Questo appoggio rientra nell’orbita dello scontro intestino nella componente sunnita in Medio Oriente, che vede contrapposti Arabia Saudita e Qatar. Le primavere arabe sono state caratterizzate dal tentativo del Qatar di assumere l’egemonia all’interno della componente sunnita appoggiandosi ai Fratelli musulmani. Il tentativo del Qatar è fallito anche in quanto l’Arabia Saudita è intervenuta pesantemente. In particolare nel Paese chiave per il controllo del Medio Oriente, cioè l’Egitto, Riyad ha sostenuto El-Sisi e ha di fatto messo ai margini i Fratelli musulmani. Questi ultimi sono stati incriminati e messi in carcere nel corso di una repressione così pesante quale non la si ricordava dai tempi di Nasser.

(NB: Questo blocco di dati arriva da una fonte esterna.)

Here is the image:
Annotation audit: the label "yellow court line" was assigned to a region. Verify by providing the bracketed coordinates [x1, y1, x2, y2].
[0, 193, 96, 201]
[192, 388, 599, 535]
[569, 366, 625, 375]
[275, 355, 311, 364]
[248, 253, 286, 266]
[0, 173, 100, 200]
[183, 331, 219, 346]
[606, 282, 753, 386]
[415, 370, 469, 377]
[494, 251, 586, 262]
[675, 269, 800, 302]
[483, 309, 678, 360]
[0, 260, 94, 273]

Oltre a godere del sostegno saudita, chi rappresenta il generale El-Sisi all’interno dell’Egitto?
Il generale El-Sisi rappresenta innanzitutto l’Esercito, che non sono soltanto una struttura militare nel senso classico del termine ma una realtà molto più ampia. L’Esercito controlla circa il 40% dell’industria nazionale, produce acqua minerale, pane, saponette e carri armati. In questi anni le forze armate sono state destinatarie degli aiuti americani, ma soprattutto sono al di fuori di qualsiasi controllo istituzionale. Ricordiamo che il loro budget non è sottoposto a controllo da parte del governo. L’Esercito è quindi il vero Stato nello Stato, una potenza-ombra in grado di controllare l’intero Paese.
Quali altre potenze internazionali sostengono El-Sisi?
Per spiegare qual è la collocazione internazionale di El-Sisi, occorre comprendere che l’Arabia Saudita che lo sostiene si trova da alcuni anni in rottura con gli Stati Uniti di Obama. Il Re Abdallah nel gennaio 2011 dichiarò che non condivideva assolutamente la scelta di Obama di lasciare cadere Mubarak. Alla vigilia delle dimissioni del Rais, c’era stato un durissimo colloquio telefonico nel corso del quale Re Abdallah aveva chiaramente preso posizione contro Obama. A sostenere El-Sisi ci sono anche l’Iran e la Russia di Putin. Quest’ultima in particolare vede in questa rottura tra l’Egitto di El-Sisi e gli Stati Uniti la possibilità di un ritorno in Medio Oriente. Un ritorno che si concretizza in un ruolo di primo piano giocato in Siria, dove si prospetta una vittoria di Bashar Assad sostenuto da Mosca. Ora anche in Egitto la Russia potrebbe prendere il posto degli Stati Uniti, vendendo a El-Sisi le armi che Washington oggi si rifiuta di dargli.
Come si collocano invece gli altri candidati, Hamdin Sabahi e Mortada Mansour?
Mansour in Occidente è un perfetto sconosciuto. Sabahi invece è un perdente in partenza, come lo sono stati tutti i cosiddetti laici che pure sono stati interpretati dall’Occidente come i possibili vincitori della rivoluzione di piazza Tahrir. Sono segmenti di fatto marginali, si tratta di piccole forze disorganizzate, non sono mai in grado di esprimere un leader comune. In occasione della Rivoluzione contro Mubarak i giovani di piazza Tahrir sono stati soltanto lo strumento dei Fratelli musulmani. Lo documenta il fatto che in tutte le successive competizioni elettorali i laici non sono mai riusciti a presentarsi e posizionarsi in modo efficace, e anche stavolta sono destinati al fallimento.